O 30,3 proc. do 56 zł wzrósł wczoraj kurs akcji Bytomia. Artur Morawiec, odpowiadający w firmie za relacje inwestorskie, twierdzi, że nie wydarzyło się nic nowego, co mogłoby mieć wpływ na wzrost notowań. Jego zdaniem, jedną z przyczyn może być mała podaż akcji w związku z czwartkowym NWZA. Akcjonariusze zablokowali już na walne zgromadzenie ponad połowę wszystkich papierów.
Producent garniturów chce dokonać podziału akcji w stosunku 1 do 10. Poza tym zamierza wyemitować do 15 mln walorów serii I z prawem poboru (teraz kapitał zakładowy składa się z 3 mln walorów, a po uwzględnieniu planowanego splitu będzie to 30 mln akcji). Zarząd Bytomia w projektach uchwał proponuje ustalenie terminu przyznania prawa poboru na 31 maja. Za dwa prawa poboru będzie można objąć jedną akcję. Według propozycji zarządu będą sprzedawane po 1 zł (po splicie).

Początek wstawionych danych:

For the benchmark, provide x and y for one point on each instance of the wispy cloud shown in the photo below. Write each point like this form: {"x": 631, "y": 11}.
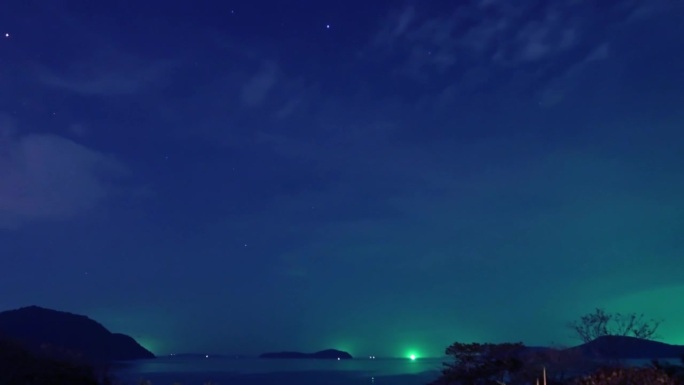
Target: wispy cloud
{"x": 107, "y": 72}
{"x": 258, "y": 87}
{"x": 496, "y": 33}
{"x": 48, "y": 177}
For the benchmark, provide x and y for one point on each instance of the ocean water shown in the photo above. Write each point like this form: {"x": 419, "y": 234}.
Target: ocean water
{"x": 254, "y": 371}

Dodatkowo giełdowa spółka zaoferuje instytucjom finansowym do 5 mln akcji serii J. Cena emisyjna zostanie określona przez zarząd i powinna być zbliżona do giełdowego kursu. Pozyskane z emisji pieniądze zostaną przeznaczone głównie na przejęcie i dofinansowanie Warmii.
Dzisiaj Bytom podpisze ze Skarbem Państwa umowę dotyczącą odkupienia blisko 25 proc. akcji Dolwisu (ma teraz 75 proc. kapitału). Zapłaci za nie blisko 842 tys. zł.